Life Lesson: Accidental Inspiration

 

Most months, G and I try to come up with a theme.  It helps us to gain focus when trying to write blogs and find quotes for the week.  Other months, we accidentally stumble upon something and we look back and think, “huh, I guess we must have needed that.”
As I sat down to write yesterday, I looked back over the last week.  Since last Friday we have written about self-worth, going for it, choosing joy, and what-iffing the amazing things that could happen in our lives if we open ourselves up to the possibilities.  I don’t think it’s an accident that at least one of these blogs has struck a chord with you.  While we are all in different places in our lives, we all want to live out the best version of ourselves. Some of us are trying to dig deep this week to find ways to move forward in at least one of these areas.

 

So, I decided to take stock of where I am THIS WEEK  because let’s face it, it fluctuates. I started with my self -worth.  My worthiness meter is doing pretty well.  I’m 48, I don’t spend much time stressing about what others might think of me or comparing myself to others.  Okay, sometimes when we hit bathing suit season I compare myself to others, but I try not to spend much time there.  Also, I don’t let my cellulite, spare tire or cankles dictate how I feel about myself anymore.  My body has gotten me pretty far in this life and I really don’t want to spend my next 50 years stressing about the size of my jeans.  Yes, I think about it, but again it doesn’t rule my world.  All that being said, I want to take care of myself, which leads me to our next topic of “going for it.”

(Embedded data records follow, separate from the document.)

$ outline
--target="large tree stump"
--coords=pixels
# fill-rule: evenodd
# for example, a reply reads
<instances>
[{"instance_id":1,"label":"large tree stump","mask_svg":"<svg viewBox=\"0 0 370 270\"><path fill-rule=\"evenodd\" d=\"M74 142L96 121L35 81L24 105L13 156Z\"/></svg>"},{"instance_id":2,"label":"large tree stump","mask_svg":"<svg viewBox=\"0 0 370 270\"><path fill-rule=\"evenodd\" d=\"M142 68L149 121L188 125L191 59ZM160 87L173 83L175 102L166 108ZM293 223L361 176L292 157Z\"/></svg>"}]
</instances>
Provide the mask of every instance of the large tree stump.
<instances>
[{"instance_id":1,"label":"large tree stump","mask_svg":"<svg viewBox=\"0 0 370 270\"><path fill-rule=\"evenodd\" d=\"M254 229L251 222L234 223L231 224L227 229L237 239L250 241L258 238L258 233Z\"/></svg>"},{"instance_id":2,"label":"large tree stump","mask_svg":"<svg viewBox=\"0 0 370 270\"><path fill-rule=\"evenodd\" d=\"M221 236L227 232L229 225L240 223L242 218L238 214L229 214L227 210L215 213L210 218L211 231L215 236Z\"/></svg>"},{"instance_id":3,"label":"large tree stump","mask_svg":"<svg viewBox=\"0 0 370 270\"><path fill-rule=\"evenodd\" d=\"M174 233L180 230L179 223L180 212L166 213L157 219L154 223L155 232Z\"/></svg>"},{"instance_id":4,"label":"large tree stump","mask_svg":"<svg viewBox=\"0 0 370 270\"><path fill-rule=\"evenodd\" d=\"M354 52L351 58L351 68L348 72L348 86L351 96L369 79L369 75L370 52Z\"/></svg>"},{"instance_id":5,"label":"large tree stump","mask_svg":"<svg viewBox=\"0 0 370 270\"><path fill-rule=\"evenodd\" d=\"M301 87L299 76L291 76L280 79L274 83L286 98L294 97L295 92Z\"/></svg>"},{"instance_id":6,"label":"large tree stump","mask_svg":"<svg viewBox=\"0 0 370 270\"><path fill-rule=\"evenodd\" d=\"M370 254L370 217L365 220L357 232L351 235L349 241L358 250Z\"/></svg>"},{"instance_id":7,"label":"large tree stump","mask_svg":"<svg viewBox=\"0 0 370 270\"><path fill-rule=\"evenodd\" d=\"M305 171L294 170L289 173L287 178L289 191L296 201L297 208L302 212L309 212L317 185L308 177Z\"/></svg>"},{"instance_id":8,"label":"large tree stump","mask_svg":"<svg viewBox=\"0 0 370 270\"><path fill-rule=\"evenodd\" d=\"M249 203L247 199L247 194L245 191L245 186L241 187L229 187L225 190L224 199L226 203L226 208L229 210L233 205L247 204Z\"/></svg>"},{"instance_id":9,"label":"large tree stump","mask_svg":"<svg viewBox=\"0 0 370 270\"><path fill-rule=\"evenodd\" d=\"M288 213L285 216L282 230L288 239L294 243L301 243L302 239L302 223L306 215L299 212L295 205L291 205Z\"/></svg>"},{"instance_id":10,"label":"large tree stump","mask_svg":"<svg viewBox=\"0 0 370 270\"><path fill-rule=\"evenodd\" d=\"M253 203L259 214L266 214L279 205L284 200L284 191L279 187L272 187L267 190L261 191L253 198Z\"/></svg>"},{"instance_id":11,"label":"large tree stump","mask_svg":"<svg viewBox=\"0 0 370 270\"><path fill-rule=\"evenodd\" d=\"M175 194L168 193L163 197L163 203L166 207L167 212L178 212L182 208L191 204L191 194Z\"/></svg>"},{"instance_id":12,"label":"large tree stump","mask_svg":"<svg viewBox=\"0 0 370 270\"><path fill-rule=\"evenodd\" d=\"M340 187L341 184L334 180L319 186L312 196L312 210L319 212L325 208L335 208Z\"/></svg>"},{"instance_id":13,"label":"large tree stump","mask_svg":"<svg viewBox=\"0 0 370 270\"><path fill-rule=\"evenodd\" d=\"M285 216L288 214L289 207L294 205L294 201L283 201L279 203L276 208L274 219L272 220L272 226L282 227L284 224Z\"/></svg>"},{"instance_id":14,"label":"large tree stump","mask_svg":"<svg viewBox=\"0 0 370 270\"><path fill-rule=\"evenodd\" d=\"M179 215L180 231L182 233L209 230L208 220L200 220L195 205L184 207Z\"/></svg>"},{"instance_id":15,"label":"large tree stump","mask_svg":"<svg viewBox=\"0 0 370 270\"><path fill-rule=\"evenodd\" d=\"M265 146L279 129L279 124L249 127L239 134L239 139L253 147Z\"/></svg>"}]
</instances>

For me, “going for it” right now looks like an exercise/healthy eating program and I am currently on week 2 of a plan that is kicking my booty. Without sounding like I am making comparisons or complaining, I am definitely not 25 anymore.  To be clear, I don’t want to be 25, but it would be nice to not feel every single one of my 48 years when I wake up each morning.  I know it will pass, but it’s day 11 and I am exhausted, cranky and sore really doesn’t seem to cover it.  I keep telling myself that if I keep going I will never have to feel like this again.  I just don’t know when this phase is going to pass.  I mean, my elbow hurts.  Why does my elbow hurt?  Here’s the deal though.  I decided that I needed to get it together and find a plan that works.  Not a diet.  Not a quick fix, but a healthy lifestyle that I can sustain.  I made a commitment and everyday I wake up and choose AGAIN to follow through with that commitment.  Today, I walked the dogs in the wind, rain, and snow for 3 miles and when I got home I knew I still had to do my cardio.  I didn’t want to do it, but I made a commitment to myself and I followed through.  It was hard and I wanted to quit, but I didn’t and when I finished I was thankful to be done.  Tonight, a mere 12 hours after I got out of bed, I really just want to go back to sleep. Nobody said this whole “going for it” thing was easy.

Besides choosing to workout I am also trying to choose happiness.  Sometimes this is a problem because I live with other people and other people talk to me during the day.  These people are not always happy.  I like to think of myself as a generally happy person, but for those reading this who might think otherwise, I’ll just say I am a work in progress.

Now for the fun stuff.  The “what-ifing” the amazing possibilities that could happen at any moment.  I don’t know that I often think about the AMAZING possibilities that could happen, but I don’t dwell on the bad “what ifs” either so that’s good, right?  Like I said, I am a work in progress.

This weekend I am going to reflect on these things:
I AM ENOUGH.
GO FOR IT!
CHOOSE JOY!
WHAT IF SOMETHING AMAZING HAPPENS TODAY?

What might your weekend look like if you focus on these four things for the next few days?